June 7, 2009, 3:19 p.m.
posted by angryuser
Describing XML with SchemasSchemas are the solution to a problem that may not be entirely obvious at first. The problem is this: How do I describe what any potential XML document will look like, using XML? If you are like me, that seems like a nice idea, but where's the problem? Basically, developers need to know what the XML can look like, so that they can write their code correctly.
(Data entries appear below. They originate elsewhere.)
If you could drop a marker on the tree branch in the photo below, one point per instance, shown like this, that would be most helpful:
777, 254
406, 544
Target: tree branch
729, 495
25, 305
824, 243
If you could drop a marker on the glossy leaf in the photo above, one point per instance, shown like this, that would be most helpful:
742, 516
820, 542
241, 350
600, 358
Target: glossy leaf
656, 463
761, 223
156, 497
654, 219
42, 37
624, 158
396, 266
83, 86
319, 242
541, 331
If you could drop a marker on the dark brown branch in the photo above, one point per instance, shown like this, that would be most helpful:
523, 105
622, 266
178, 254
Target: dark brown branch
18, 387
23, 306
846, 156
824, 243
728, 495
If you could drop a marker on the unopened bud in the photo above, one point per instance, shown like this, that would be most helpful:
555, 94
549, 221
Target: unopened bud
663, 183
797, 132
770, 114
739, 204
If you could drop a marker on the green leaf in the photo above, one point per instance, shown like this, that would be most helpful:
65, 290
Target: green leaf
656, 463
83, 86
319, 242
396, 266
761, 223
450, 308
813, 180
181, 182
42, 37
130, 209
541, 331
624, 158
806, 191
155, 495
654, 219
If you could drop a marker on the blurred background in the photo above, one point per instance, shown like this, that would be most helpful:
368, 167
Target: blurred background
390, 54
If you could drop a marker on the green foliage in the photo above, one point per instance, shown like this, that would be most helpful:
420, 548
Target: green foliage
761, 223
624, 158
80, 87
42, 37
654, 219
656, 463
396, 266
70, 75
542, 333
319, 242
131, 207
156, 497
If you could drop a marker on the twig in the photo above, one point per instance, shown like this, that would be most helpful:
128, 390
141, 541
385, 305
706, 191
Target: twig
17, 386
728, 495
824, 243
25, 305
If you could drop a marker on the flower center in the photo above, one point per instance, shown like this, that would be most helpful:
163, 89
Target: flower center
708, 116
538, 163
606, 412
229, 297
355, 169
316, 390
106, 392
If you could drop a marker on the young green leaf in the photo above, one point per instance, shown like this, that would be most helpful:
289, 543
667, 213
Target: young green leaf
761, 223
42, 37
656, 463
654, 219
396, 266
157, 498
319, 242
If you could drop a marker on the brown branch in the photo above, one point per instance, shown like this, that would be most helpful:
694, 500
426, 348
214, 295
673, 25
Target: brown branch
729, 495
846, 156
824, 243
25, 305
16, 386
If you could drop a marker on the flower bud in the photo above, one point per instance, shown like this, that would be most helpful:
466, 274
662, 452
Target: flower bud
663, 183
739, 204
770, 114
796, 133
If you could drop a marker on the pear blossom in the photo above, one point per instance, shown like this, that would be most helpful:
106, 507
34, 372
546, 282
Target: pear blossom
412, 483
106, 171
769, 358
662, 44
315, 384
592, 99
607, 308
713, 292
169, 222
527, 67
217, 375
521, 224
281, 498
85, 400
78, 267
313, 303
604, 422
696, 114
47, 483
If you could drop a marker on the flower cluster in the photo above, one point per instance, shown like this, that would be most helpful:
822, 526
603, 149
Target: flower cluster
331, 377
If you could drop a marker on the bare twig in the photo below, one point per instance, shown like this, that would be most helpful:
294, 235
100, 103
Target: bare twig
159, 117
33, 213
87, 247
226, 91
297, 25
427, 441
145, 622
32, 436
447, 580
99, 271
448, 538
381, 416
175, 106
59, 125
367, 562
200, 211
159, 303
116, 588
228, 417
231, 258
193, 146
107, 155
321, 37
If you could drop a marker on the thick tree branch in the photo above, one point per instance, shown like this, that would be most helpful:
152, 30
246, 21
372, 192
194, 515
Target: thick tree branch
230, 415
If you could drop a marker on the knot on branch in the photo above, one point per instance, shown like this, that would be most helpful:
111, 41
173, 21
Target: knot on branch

You can imagine that this might be in the form of an e-mail from one developer to another:
To: Hervey
From Keith
Subject: What the Contact's XML doc can look like
Hey Hervey
I've added a new subsystem to the GigaWatt program.
Basically, I'm now saving out the contact information as XML – like I mentioned in our last meeting. Since you have to read that stuff in for the subsystem you are working on, I though I'd better describe what it can look like.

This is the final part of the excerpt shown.